Lore surrounds New Orleans, and Lafitte's Blacksmith Shop—a hole-in-the-wall bar on the infamous Bourbon Street—is no exception to this rule. History paints a hairy picture of the structure: once owned by pirate Jean Lafitte, the house functioned as a blacksmith's shop by day and a smuggling operation for stolen, illicit goods by night.

When the pirate was arrested and his business seized, that house—a squat property with a slate roof, brick walls, and windows protected by gray storm shutters—was converted into a bar. That bar, New Orleaners say as fact, is the oldest bar in the U.S.. (It's disputed whether Lafitte's Blacksmith Shop is the oldest bar in the U.S., or the oldest structure used as bar in our country. Regardless, the shop was built in 1722.)

It's that fact that brought my friends and me to the corner of Bourbon and St. Phillip streets on a recent cold winter evening. As a one-time Southern resident, I'd stepped inside the two-story brique-entre-poteau—brick-between-post—building windows, which rise from floor-to-ceiling, more often than I'd entered through the bar's front door; but tonight its windows were closed, and a fire, lit inside its freestanding stone fireplace, warmed a gaggle of patrons gathered around the red and brown brick bar.

"Can you tell how old it is?" I asked my friends in the shop, lit by only votive candles, as they squinted in the darkness. One pointed out the ceiling over the bar seemed to be sinking—it was—while another dashed for drinks despite that harrowing idea.

While many tourists go straight for the "voodoo" grape daiquiri, a powerful mixture of bourbon, vodka, grape juice, and crushed ice, or the obituary cocktail, a combo of gin, dry vermouth, and a splash of Pernod bitters, we opted for cold beer, bad wine, and a vodka tonic, served in small, clear plastic cups—all the better to take to-go.

(Note: New Orleans does not have a strict open container law. Pedestrians can drink on sidewalks and in streets from plastic cups. Vehicle drivers may not do the same.)

In the back room, a singer crooned at a baby grand piano. We scored a scratched-up table-for-four near enough to the music so that we hear him—and the many patrons who had circled around him—sing the classics "My Girl," by the Temptations, "Let's Stay Together," by Al Green, and "Sweet Home Alabama," by Lynyrd Skynyrd, but not so close that we were bombarded by the long lines to the single-stall bathrooms.

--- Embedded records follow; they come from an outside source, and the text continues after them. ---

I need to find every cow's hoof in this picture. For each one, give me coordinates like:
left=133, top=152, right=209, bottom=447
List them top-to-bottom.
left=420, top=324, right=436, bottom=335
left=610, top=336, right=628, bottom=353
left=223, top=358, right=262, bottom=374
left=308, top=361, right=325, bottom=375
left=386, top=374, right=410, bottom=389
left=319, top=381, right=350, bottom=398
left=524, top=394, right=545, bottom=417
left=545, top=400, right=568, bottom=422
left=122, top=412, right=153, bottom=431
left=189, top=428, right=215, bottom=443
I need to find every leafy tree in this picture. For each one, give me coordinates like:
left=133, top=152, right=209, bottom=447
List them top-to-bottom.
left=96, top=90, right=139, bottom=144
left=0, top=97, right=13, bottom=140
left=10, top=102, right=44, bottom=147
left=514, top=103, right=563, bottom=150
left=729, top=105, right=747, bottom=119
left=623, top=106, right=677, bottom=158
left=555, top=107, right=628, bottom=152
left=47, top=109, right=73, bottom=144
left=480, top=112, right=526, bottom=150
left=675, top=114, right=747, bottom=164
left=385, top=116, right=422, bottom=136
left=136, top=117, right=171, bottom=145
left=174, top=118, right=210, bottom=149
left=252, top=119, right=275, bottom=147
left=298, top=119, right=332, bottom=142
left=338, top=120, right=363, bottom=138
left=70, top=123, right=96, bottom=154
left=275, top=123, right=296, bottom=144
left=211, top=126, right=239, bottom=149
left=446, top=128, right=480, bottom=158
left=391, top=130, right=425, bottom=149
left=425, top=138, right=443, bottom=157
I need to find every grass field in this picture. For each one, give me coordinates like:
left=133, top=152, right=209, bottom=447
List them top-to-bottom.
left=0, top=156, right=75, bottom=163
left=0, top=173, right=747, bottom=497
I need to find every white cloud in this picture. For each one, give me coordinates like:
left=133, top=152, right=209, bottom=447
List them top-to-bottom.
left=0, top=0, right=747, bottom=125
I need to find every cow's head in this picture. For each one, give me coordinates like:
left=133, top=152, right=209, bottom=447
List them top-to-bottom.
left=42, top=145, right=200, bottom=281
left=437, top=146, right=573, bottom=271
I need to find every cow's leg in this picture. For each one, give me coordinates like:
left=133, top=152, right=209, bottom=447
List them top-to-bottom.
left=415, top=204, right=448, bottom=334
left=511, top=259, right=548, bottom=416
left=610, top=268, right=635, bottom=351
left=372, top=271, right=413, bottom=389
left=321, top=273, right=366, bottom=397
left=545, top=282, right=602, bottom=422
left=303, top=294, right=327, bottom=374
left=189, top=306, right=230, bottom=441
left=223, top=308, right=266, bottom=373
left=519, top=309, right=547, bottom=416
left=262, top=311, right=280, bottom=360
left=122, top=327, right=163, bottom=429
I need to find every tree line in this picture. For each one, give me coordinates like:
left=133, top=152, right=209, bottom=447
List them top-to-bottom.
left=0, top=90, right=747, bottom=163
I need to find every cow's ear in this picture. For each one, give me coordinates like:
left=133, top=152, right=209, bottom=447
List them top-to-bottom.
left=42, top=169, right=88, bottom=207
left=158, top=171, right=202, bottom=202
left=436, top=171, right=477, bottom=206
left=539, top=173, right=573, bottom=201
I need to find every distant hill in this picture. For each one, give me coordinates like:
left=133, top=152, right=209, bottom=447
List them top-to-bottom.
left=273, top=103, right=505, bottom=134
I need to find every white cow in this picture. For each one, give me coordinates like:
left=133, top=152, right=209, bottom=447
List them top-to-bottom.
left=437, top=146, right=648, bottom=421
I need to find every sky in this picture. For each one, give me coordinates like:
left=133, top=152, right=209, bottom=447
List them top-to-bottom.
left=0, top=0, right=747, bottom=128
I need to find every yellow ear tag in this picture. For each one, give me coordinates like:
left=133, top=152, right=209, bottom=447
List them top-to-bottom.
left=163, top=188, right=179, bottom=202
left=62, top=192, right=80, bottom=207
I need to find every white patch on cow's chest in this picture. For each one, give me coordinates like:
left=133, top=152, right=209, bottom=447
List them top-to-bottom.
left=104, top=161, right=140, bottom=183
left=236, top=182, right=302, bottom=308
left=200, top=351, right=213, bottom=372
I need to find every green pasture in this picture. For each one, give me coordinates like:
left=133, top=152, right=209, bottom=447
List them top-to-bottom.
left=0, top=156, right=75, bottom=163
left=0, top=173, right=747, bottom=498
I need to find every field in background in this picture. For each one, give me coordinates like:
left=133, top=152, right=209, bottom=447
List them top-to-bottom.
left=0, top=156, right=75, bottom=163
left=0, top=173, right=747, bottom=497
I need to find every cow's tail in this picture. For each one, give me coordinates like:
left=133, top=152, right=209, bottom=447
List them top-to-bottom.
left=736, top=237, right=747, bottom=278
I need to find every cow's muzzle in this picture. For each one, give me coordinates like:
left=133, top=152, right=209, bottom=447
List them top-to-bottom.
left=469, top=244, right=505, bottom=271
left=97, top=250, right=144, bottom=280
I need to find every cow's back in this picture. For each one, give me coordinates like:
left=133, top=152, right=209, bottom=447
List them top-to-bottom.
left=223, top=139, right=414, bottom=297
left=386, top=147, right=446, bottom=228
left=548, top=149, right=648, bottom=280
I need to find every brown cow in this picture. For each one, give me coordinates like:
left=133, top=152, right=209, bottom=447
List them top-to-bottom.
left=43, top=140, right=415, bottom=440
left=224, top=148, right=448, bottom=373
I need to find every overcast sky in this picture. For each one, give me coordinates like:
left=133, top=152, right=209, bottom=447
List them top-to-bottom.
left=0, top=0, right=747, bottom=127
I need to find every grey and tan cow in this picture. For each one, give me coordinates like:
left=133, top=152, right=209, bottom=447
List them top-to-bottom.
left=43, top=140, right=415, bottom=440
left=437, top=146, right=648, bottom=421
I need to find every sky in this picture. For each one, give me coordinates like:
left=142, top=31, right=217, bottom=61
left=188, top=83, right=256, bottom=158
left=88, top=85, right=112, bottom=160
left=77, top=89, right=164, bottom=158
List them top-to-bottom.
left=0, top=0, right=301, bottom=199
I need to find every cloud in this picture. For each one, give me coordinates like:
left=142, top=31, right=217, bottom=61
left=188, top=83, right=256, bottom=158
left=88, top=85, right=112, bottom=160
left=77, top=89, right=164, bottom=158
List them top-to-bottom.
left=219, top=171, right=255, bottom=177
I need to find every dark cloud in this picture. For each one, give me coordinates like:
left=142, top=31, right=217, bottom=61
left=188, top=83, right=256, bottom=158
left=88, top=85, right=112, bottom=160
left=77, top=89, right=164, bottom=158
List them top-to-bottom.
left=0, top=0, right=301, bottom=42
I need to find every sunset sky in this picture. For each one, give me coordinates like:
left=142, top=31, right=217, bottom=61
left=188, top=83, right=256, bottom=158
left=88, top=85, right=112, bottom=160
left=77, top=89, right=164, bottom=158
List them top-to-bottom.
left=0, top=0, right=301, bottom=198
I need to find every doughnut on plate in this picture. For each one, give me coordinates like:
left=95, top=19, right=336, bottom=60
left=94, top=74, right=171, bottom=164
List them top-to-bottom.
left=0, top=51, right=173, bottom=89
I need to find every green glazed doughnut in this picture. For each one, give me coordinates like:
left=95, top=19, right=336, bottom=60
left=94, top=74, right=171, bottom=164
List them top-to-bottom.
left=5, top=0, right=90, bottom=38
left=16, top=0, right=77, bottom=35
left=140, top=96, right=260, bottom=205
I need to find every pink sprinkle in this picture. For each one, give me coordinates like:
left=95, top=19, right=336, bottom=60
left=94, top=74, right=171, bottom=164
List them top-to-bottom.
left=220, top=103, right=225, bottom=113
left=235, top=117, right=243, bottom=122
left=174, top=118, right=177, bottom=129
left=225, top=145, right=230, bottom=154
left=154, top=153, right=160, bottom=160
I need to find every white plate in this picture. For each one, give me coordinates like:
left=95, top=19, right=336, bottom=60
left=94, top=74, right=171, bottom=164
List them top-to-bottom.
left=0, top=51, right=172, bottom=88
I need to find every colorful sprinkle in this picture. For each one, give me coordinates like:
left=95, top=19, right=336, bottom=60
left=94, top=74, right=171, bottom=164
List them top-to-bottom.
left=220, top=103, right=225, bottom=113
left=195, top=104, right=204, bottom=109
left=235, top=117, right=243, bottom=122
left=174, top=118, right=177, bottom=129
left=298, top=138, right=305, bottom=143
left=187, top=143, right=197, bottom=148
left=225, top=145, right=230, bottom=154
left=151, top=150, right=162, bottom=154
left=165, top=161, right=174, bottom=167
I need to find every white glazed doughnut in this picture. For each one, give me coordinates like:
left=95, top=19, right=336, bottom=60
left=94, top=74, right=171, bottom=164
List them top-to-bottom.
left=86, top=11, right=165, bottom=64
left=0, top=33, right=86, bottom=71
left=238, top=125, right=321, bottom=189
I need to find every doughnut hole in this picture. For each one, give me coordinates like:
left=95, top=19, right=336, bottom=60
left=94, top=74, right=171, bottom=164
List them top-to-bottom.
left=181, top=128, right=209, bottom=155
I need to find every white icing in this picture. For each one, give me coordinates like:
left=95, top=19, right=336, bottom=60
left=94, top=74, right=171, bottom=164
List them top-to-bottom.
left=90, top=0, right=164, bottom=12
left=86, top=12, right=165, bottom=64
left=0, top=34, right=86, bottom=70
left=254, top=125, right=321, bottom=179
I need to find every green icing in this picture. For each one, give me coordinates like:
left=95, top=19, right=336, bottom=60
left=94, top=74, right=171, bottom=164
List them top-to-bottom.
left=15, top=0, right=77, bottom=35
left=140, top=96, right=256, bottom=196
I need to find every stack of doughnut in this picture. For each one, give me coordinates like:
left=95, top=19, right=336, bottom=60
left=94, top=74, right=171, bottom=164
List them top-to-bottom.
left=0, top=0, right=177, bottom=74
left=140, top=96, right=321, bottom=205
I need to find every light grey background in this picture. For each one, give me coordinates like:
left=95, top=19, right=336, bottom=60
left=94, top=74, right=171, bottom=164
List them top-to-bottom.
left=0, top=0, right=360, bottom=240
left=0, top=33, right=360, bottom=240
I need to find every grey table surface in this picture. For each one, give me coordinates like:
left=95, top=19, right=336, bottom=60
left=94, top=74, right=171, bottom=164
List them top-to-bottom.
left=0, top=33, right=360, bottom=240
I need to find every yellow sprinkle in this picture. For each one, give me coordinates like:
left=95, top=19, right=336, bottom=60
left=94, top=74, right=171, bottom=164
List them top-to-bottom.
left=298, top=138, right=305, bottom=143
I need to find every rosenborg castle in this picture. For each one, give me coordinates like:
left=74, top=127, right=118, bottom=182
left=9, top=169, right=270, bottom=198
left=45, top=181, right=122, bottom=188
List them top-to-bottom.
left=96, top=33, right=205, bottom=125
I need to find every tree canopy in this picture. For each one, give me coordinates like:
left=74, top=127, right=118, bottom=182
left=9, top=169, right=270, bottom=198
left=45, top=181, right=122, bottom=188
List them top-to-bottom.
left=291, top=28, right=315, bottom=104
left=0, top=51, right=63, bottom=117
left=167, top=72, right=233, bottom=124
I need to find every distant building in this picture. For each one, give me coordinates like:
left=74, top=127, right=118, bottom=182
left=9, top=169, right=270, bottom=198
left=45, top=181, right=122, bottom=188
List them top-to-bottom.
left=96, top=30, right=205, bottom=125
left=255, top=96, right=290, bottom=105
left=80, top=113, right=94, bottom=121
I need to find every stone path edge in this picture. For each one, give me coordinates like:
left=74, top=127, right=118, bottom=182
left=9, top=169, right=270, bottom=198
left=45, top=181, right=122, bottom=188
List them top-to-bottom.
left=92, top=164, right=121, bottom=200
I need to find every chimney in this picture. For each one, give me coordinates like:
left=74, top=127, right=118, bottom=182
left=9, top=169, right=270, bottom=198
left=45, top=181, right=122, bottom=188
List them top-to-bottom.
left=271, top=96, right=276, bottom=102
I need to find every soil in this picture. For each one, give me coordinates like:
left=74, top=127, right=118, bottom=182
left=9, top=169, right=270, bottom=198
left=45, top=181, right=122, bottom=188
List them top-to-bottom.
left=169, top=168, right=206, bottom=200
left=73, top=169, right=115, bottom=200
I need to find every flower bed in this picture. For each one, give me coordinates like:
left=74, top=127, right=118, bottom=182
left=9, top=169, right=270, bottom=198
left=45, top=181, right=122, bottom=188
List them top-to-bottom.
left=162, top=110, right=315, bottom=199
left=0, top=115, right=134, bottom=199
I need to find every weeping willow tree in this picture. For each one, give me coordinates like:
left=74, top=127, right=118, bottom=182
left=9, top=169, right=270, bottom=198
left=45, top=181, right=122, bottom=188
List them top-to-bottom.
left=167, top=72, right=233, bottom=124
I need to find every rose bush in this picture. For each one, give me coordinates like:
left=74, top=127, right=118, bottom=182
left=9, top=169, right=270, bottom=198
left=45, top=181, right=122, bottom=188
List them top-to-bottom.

As we learned the next night on a ghost tour that took a pit stop in front of Lafitte's, bartenders and patrons have often, allegedly, spotted the ghost of Jean Lafitte sitting at a table near the piano bar, tipping back a drinking and caroling with other guests. (Another ghost, a woman, has been spotted darkening the second-story windows.)

But during our visit, the only ghosts we spotted were—unfortunately—the ghosts of bad bathroom experiences. The women's single-stall bathroom featured a huge hole in the wall, while we were told the men's bathroom was basically a hole in the floor.

Despite that, my friends agreed, time spent at Lafitte's was a charming experience. The only complaint—beyond its bathrooms, of course—was that the history of the building was hidden in the dark. To which I say: back in the day, Lafitte's Blacksmith Shop was only a daytime cover; it became what it really was in the dark of night.

The same is true of today's bar: it's pleasant at noon, but Lafitte's is most alive, with people and with piano music and perhaps even with ghosts, in the evening. (Plus, you'll be glad you didn't have a better view of the bathrooms—just trust me on this.)